Royal Bank of Canada reported higher earnings Thursday as it said many underlying economic indicators remain strong despite the heightened risk of a recession.
“We’re trying to present a balanced view of the economy right now and that we’re mid-cycle,” said chief executive Dave McKay on an earnings call.
He said, however, that Russia’s invasion of Ukraine has added complexity to challenges like supply chain disruptions, and shortages in energy, labour and housing that are contributing to inflation and flashing potential late-cycle signals.
Central banks have to hit demand “really hard” to contain inflation, said McKay, making it difficult to predict how higher rates and inflation will impact demand and the lack of goods and services to meet that demand.
“From that perspective, markets are struggling to predict how we land the economy, do we land it with a slight recession? And our message today is, it could go either way, it’s 50/50.”
Strong underlying tenants in the economy, such as liquidity and full employment, should however act as good shock absorbers to that uncertainty, he said.
For now the bank is still seeing a boost from lower pandemic-related worries as it reported a $342-million reversal of provisions for credit losses, compared with a reversal of $96 million in the same quarter last year.
The outlook came as the bank reported revenues of $11.22 billion for the second quarter, down 3% from a year ago, while its net income of $4.25 billion was up 6% from a year earlier.
Revenues were down largely in its capital markets division from the unfavourable market conditions.

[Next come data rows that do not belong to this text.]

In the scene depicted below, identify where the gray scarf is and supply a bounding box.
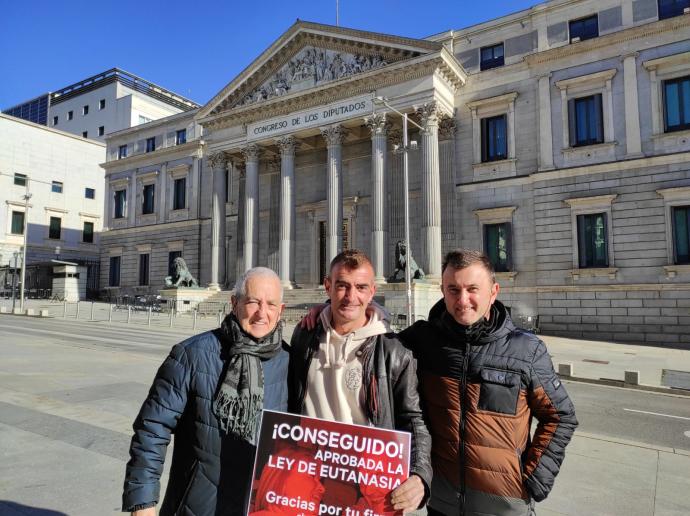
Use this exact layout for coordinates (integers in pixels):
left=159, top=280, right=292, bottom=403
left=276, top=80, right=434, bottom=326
left=213, top=314, right=283, bottom=444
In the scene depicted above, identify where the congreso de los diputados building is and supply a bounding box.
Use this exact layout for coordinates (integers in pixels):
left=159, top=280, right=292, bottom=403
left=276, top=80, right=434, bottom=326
left=101, top=0, right=690, bottom=348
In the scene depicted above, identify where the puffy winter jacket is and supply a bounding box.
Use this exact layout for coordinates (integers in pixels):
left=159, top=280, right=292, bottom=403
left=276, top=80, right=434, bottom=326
left=400, top=301, right=577, bottom=516
left=288, top=322, right=432, bottom=494
left=122, top=332, right=289, bottom=516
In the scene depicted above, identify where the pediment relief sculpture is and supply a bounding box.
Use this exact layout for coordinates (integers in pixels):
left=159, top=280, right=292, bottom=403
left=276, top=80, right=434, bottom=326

“This was partly offset by strong client-driven volume growth in Canadian banking and City National [Bank], and solid wealth management client activity,” McKay said.
On an adjusted basis, RBC said it earned $2.99 per diluted share, up from an adjusted profit of $2.79 per diluted share a year ago.
Analysts on average had expected an adjusted profit of $2.67 per share, according to estimates compiled by financial markets data firm Refinitiv.
RBC said its personal and commercial banking business earned $2.23 billion, up from a profit of $1.91 billion in the same quarter last year, helped by lower provisions for credit losses, while its Canadian banking business also benefited from higher net interest income.
The bank’s wealth management business earned $750 million, up from $683 million a year ago, while its insurance arm earned $206 million, up from a profit of $187 million in the same quarter last year.
Nadine Ahn, chief financial officer with RBC, said during the earnings call that the company’s Canadian wealth management and U.S. wealth management divisions, as well as RBC Global Asset Management (RBC GAM), reported higher fee-based client assets “primarily reflecting net sales.”
“This was partially offset by lower transactional revenue, mainly driven by reduced client activity as investor sentiment turned cautious,” she said.
Ahn noted how RBC GAM generated long-term net asset sales of $9 billion this quarter, especially in balanced and equities mandates. “Outflows were largely driven by clients rethinking their fixed-income strategies,” she said.
RBC said its capital markets business earned $795 million, down from a profit of $1.07 billion a year ago, mainly due to lower global markets revenue largely resulting from lower fixed income and equity trading revenue primarily in the U.S.
The bank’s investor and treasury services arm earned $121 million compared with a profit of $120 million a year ago.